Detective Johnson's account of the conversation with defendant following the lineup differed dramatically from that of Detective Kato in certain important respects addressed during cross-examination. On direct examination by the State, Detective Johnson testified that, together with Detective Kato, he had conducted a lineup concerning the shooting of Rafino Cortez in which the defendant had been identified and after which the defendant had given a statement of about 10 minutes' duration concerning the shooting of Rafino Cortez, which was the subject of the lineup. Thereafter the witness and Detective Kato spoke with Lieutenant Phalon, from whom they learned about the homicide two days earlier. Following their return to the interview room where the defendant was being held, Detective Kato advised the defendant of his rights pursuant to Miranda. After the defendant stated that he understood his rights, he was asked whether he would speak to the detectives and was informed of the investigation into the homicide. A 15-minute conversation with the defendant concerning the homicide took place. On cross-examination Detective Johnson expressed the belief that following the lineup Detective Kato, rather than defendant, had been the first to speak when Detective Kato informed defendant, at about 11 p.m., that he had been picked out during the lineup as an offender. In response the defendant stated to Detective Kato that he had not been alone. Not until around midnight, Detective Johnson testified, prior to the initial conversation with defendant concerning the homicide, did Detective Kato advise defendant of his rights pursuant to Miranda.
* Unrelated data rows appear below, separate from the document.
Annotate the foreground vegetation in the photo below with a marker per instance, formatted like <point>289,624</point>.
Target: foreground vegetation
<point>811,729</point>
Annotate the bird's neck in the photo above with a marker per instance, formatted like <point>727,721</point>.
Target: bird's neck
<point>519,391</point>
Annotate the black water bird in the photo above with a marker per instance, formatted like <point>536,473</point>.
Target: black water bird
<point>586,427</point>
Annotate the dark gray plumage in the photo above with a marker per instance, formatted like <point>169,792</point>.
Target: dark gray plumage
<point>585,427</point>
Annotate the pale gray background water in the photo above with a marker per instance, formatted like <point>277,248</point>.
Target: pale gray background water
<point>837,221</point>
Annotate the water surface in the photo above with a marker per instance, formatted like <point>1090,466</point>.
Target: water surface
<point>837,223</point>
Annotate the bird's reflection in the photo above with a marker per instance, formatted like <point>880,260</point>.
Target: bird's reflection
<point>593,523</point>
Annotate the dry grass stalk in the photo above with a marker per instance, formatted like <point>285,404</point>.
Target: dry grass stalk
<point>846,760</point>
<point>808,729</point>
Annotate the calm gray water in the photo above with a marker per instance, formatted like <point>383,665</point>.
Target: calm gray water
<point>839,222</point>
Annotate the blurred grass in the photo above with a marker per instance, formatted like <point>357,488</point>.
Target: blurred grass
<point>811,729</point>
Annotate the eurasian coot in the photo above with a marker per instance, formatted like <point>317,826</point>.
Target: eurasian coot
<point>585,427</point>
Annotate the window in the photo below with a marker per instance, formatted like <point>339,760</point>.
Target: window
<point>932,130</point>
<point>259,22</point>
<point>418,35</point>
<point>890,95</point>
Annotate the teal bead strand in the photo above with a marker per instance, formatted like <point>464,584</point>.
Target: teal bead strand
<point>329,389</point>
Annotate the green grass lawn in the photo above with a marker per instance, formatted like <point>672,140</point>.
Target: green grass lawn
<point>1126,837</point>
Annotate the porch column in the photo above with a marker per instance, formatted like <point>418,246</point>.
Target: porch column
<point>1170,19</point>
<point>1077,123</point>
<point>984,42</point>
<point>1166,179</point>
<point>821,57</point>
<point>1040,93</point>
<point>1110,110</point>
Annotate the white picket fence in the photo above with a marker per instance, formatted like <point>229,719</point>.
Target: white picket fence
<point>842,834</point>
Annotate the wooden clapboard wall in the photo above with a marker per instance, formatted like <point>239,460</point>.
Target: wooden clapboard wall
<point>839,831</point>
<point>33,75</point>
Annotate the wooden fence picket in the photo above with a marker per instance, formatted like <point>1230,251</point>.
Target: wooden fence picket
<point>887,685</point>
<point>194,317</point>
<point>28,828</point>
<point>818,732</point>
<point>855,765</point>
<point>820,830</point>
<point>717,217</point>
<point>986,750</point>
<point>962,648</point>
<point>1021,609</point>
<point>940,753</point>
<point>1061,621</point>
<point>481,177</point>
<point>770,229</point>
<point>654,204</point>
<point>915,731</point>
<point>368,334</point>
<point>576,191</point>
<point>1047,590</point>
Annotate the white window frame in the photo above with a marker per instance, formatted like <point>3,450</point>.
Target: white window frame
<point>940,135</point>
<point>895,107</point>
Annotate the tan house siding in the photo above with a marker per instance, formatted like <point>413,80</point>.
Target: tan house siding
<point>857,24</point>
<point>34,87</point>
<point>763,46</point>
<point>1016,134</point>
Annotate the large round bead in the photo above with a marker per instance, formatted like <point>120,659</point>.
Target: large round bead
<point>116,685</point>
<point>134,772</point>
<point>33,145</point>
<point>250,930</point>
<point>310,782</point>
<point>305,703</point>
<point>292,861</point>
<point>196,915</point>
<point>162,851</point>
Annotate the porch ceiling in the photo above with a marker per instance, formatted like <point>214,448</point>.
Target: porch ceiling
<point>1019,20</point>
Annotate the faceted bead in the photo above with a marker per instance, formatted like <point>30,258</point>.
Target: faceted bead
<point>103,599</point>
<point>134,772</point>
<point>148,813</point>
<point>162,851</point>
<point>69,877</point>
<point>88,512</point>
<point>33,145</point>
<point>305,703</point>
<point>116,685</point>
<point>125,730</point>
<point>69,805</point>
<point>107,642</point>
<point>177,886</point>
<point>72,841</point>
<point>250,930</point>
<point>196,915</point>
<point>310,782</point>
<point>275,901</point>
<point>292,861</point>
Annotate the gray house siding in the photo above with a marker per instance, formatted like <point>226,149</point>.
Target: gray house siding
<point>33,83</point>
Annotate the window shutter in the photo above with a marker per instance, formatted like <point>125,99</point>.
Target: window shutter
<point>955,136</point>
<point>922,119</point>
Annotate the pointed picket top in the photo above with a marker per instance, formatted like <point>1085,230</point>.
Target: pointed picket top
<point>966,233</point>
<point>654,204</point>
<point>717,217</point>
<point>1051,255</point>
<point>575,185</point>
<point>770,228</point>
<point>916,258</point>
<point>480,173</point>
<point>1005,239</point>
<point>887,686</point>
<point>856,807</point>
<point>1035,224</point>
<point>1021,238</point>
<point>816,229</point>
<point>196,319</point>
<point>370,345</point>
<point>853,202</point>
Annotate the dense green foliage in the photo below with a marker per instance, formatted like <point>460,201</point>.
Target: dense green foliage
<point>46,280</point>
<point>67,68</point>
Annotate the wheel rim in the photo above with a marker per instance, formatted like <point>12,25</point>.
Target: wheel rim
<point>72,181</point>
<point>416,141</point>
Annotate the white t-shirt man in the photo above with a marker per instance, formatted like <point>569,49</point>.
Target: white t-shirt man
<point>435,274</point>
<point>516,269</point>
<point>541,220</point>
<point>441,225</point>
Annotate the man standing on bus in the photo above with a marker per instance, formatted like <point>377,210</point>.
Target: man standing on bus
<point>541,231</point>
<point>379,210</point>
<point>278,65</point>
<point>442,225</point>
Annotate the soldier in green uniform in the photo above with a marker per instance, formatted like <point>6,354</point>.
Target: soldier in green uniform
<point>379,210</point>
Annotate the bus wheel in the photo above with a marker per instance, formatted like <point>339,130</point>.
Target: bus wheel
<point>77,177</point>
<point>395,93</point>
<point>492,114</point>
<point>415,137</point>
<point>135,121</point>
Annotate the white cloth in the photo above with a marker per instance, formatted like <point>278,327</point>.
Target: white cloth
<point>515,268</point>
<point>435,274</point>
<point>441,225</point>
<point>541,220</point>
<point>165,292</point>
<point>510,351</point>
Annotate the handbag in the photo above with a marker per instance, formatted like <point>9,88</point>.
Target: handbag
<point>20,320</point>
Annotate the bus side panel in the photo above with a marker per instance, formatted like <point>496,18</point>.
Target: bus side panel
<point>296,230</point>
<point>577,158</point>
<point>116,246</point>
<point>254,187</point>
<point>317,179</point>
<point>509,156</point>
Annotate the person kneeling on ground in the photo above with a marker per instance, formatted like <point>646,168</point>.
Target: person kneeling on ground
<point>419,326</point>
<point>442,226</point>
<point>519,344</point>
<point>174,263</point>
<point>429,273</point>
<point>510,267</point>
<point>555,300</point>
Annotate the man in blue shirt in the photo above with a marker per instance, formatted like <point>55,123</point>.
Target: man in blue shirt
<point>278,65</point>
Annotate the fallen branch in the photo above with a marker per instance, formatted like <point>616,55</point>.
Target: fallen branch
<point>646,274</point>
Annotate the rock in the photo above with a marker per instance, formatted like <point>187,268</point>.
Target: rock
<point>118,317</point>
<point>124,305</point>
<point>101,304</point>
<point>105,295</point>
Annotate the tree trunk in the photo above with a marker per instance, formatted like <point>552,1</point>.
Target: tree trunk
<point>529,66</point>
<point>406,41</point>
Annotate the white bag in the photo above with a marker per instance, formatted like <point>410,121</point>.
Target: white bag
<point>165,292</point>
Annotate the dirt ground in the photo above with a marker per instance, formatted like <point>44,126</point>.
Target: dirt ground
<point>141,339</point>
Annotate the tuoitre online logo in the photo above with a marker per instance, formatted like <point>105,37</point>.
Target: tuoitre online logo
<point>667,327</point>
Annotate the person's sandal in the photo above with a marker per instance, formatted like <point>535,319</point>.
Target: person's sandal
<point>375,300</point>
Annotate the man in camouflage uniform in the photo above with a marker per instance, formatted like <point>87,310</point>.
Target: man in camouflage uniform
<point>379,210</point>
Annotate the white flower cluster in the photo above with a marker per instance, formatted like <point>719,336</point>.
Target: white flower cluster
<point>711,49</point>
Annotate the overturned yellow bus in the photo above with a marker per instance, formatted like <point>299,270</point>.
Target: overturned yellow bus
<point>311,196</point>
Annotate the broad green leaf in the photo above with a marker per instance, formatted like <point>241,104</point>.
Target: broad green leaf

Following the hearing on the defendant's motion to suppress, the circuit court expressed the belief that "what happened is as Officer Kato testified" and concluded that by asking "What happened?" the defendant had initiated an exchange with the detective and had thereby waived his rights after invoking them. The circuit court observed that thereafter the defendant had asked a second question, "What happens next?" that, in the words of the court, "flowed into the defendant's making some statements pertaining to the aggravated battery, that he was not alone when he shot the victim in [that] case." As a consequence of the defendant's waiver of his rights, the circuit court denied his motion to suppress.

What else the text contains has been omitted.